Le Clou had a nose typical of Meursault with soft buttery notes and hints of almonds. It had good freshness on the palate and an elegant and fresh finish. The Caillerets had a fine, elegant nose with a fresh fruit element and some hints of hazelnuts. On the palate, it was stylish, fine and sweetly fruited with great elegance in the finish. A superb glass of wine.
Time for some tannin. To open, Eric showed us two different wines from Monthelie, a generic village wine and then a 1er Cru Le Clou des Chenes. The straight Monthelie was wonderful with a bright savoury nose with spicy fruit, great balance and a big chewy finish. The 1er Cru Clous des Chenes had a big spicy raspberry nose, big and immediate fruit on the plate that’s soft yet spicy and long and full in the finish.
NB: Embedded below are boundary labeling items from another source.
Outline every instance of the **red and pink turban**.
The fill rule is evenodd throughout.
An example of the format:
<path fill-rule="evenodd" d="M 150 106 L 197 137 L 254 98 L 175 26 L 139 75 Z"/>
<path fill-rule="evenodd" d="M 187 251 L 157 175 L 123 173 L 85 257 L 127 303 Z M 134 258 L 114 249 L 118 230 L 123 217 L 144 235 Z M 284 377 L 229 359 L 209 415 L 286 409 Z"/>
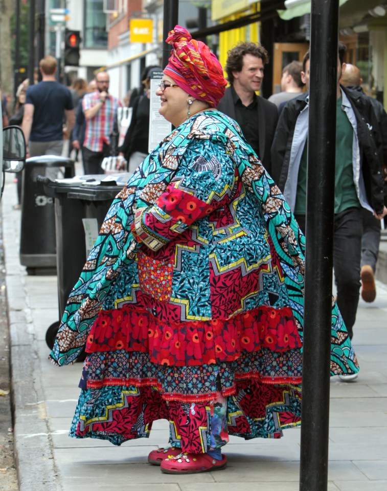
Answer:
<path fill-rule="evenodd" d="M 170 31 L 166 41 L 173 49 L 164 73 L 193 97 L 216 107 L 227 85 L 216 56 L 181 26 Z"/>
The penultimate wine was a Pommard en Boeuf, a big and spicy rascal that spent 15 days in fermentation in concrete tanks then 12 months in barrel to mature. Well fruited and round it is quite fresh with some soft, rounded tannins.
Last but most certainly not least was the Volnay 1er Cru Santenots that was quite sublime. It had a first-class nose of violets and roses with some bright red fruit. On the palate, it was mouth-filling with big chunky fruit and both mineral and savoury notes balanced by fine-grained tannins. Long in the finish, this is a wine that will be drinking fairly soon but will certainly hold up for some years.
All in all, we had found what we were looking for and went away very happy. If you’re looking for well-priced Burgundy you need look no further. Even if you haven’t heard of Monthelie, don’t be put off and do give it a try. It will be quite an eye-opener and won’t break the bank.